How tax calculation works

When you create or update a document in NetSuite, Commenda automatically:
  1. Receives a webhook notification
  2. Fetches the full document details including addresses
  3. Resolves the shipping address from the document or the associated customer record
  4. Calculates the applicable indirect tax
  5. Updates the document with the correct tax amounts

Address resolution

NetSuite uses a two-tier address approach:
  1. Document-level addresses — Commenda first checks for shipping and billing addresses directly on the invoice or transaction
  2. Customer-level addresses — if no acceptable document-level address is found, Commenda looks up the customer’s default shipping and billing addresses
The priority order is:
  1. Document shipping address
  2. Customer default shipping address
  3. Document billing address
  4. Customer default billing address
Addresses where only the country field is populated are considered incomplete and skipped.
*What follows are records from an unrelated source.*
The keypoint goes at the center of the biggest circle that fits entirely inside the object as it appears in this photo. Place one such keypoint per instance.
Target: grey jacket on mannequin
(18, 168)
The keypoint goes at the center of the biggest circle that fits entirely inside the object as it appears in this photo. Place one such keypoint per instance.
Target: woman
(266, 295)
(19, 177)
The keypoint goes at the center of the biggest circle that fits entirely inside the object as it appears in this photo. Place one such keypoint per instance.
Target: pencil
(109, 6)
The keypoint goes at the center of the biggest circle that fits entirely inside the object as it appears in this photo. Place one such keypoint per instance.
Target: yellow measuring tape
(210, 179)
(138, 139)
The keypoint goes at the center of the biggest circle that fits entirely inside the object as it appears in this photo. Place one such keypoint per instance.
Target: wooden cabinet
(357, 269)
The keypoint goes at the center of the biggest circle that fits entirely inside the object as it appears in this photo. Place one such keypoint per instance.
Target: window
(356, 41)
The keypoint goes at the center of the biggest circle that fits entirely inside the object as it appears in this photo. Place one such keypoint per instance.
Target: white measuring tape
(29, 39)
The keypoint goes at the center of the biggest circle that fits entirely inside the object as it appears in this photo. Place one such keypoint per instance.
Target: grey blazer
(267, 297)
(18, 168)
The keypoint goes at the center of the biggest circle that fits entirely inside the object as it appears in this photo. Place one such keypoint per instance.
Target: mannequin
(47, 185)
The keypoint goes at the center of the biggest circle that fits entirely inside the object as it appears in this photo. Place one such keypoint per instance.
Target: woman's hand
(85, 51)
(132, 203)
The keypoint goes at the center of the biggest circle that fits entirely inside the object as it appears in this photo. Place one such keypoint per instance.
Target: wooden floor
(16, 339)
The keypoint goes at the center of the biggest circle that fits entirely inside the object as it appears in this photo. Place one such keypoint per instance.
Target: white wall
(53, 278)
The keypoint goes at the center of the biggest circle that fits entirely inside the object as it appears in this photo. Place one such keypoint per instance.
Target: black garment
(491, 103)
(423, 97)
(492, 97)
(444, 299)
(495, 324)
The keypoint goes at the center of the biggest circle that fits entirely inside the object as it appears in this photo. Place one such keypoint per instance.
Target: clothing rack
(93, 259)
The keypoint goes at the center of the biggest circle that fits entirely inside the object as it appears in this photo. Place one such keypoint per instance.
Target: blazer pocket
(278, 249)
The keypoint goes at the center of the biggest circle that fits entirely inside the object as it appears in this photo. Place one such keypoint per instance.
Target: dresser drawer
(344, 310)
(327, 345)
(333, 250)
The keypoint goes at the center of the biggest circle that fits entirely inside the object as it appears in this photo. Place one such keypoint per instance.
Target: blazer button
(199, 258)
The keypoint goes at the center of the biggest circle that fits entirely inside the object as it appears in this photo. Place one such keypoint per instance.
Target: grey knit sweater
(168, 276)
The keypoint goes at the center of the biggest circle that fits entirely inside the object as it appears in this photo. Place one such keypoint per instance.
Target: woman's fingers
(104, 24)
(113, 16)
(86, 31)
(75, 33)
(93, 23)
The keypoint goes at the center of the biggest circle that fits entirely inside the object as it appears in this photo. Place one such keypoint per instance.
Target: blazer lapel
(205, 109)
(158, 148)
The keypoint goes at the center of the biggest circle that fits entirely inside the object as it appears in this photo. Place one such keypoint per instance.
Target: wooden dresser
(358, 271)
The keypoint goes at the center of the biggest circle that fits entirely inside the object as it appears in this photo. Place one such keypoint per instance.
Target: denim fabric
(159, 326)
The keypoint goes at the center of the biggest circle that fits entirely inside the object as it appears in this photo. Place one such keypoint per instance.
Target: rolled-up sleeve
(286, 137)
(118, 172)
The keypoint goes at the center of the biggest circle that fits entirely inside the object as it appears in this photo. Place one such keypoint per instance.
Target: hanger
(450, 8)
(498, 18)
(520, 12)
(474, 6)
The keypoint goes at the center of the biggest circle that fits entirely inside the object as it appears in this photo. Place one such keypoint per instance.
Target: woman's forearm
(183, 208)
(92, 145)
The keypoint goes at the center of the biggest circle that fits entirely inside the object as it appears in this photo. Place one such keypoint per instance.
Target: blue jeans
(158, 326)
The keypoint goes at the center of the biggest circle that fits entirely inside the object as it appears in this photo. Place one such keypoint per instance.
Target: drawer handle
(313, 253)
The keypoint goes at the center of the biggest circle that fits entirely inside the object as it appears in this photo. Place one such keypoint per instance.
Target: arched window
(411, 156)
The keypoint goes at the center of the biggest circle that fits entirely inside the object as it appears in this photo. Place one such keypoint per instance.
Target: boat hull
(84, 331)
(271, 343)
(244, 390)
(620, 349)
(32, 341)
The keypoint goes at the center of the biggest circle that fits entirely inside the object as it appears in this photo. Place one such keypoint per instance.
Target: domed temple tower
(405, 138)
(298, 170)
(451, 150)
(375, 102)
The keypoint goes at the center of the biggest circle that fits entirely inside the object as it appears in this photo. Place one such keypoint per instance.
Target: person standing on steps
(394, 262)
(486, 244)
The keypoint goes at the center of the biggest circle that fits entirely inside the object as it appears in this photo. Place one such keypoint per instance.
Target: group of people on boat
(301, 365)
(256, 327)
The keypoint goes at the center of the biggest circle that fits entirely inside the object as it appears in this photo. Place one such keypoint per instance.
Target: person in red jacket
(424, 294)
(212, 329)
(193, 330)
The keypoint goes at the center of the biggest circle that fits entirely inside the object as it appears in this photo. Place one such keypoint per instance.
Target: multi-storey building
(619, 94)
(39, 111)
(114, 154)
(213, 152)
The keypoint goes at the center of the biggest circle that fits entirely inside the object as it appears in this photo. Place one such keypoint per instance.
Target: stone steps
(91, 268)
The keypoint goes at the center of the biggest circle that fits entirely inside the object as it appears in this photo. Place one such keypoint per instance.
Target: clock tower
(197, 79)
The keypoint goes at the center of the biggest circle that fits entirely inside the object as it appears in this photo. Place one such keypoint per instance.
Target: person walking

This prevents incorrect tax jurisdiction assignments from auto-populated country-only addresses.

Prerequisites

Before connecting NetSuite, ensure the following:
  • You have administrator access to your NetSuite account
  • The Commenda SuiteScript plugin is installed in your NetSuite account — this plugin enables Commenda to query customer address data
The NetSuite integration requires a custom SuiteScript deployment for full functionality. Contact your Commenda account team for installation instructions.

Connecting NetSuite

1

Install the plugin

Work with your Commenda account team to install the required SuiteScript plugin in your NetSuite account. This enables Commenda to access customer address data for tax jurisdiction resolution.
2

Start the connection

From your Commenda dashboard, navigate to integrations and select NetSuite. Commenda generates a secure connection link.
3

Authorize access

Click the connection link to authorize Commenda to access your NetSuite data.
4

Configure sync settings

Choose which data models to sync, set the sync frequency, and specify how far back to pull historical data.
5

Verify the connection

After authorization, Commenda begins the initial data sync. Check the sync status on your dashboard to confirm data is flowing.

Known behaviors

  • Cash sales is a NetSuite-specific transaction type not found in other integrations.
  • Commenda only skips draft status transactions — NetSuite is more permissive than other platforms, with statuses like deposited, not deposited, and unknown all eligible for processing.
  • Customer IDs in NetSuite use a customer_ prefix internally; vendor IDs on bills and bill credit notes use a vendor_ prefix. Commenda handles both automatically.
  • Receivables and payables flow through separate resolution paths — customer-side address lookups use the Commenda SuiteScript plugin, while vendor-side lookups use NetSuite passthrough calls.